I want them off the pellets, but don't think that'll be the case -- anyway I can wean all my fish into eating the mysis shrimp instead of prepared food? I want to try that route since i heard it's the best nutrition there is for these fish.

What am I doing wrong?


----------



## Pasfur (Mar 29, 2008)

Flames can be a bit shy when first introduced. Try brine shrimp, and allow it to get caught in the current and spread across the tank. I would not be worried at all yet.


----------



## CamryDS (Oct 5, 2009)

Pasfur said:


> Flames can be a bit shy when first introduced. Try brine shrimp, and allow it to get caught in the current and spread across the tank. I would not be worried at all yet.


Cool -- i'll attempt that tomorrow. I don't have the means of getting brine shimp today, =) coincidentally today was my fw brine shrimp feeding day (i'm strange i know) and they ran out. tomorrow will have shipments.


----------



## terryap (Sep 22, 2009)

you can always try the ocean nutrition algae sheets too


----------



## Pasfur (Mar 29, 2008)

terryap said:


> you can always try the ocean nutrition algae sheets too


Great idea. When you do, cut strips into the sheet so that it sways in the water current.

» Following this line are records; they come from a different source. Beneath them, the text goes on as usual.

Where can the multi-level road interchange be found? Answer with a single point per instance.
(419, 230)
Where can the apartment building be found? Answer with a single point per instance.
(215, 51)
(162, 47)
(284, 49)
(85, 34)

Also, use a trigger for feeding time. I turn on the bedroom light every time I feed the Q, just before adding food. The fish learn to recognize the trigger and get more bold at feeding time.


----------



## terryap (Sep 22, 2009)

they also recommend to remove the algae sheet 24 hours later, but do it sooner, as it shreds up and flows into the current, and it harder to remove and makes a mess, I would remove it after 12 hours to avoid a mess, you can either secure it with a rubber band or buy a veggie clip


----------



## CamryDS (Oct 5, 2009)

Ahh, I got some roasted nori that's not flavored -- I made sure that there's absolutely no salt. it's pretty much the same from what I've seen and there's no other ingredients in there besides seaweed. Though I've placed it on a stone there's some hanging -- and I didn't know I can just leave it in there for 12 hours lol I though it'll sit there for 30 mins and it would have rotted.

I clean out my filter sponge daily, so i'm not too worried about the mess. it'll eventually hit the only filter sponge I have in there.


----------



## Pasfur (Mar 29, 2008)

You can also roll the sheets up tightly and squeeze them into the handle of an aquarium net. This forces the fish to pick at the algae, which is a more natural behavior. I use both methods, and generally have the handle of a net hanging into the back corner of my tank at all times, with algae sheets squeezed inside.


----------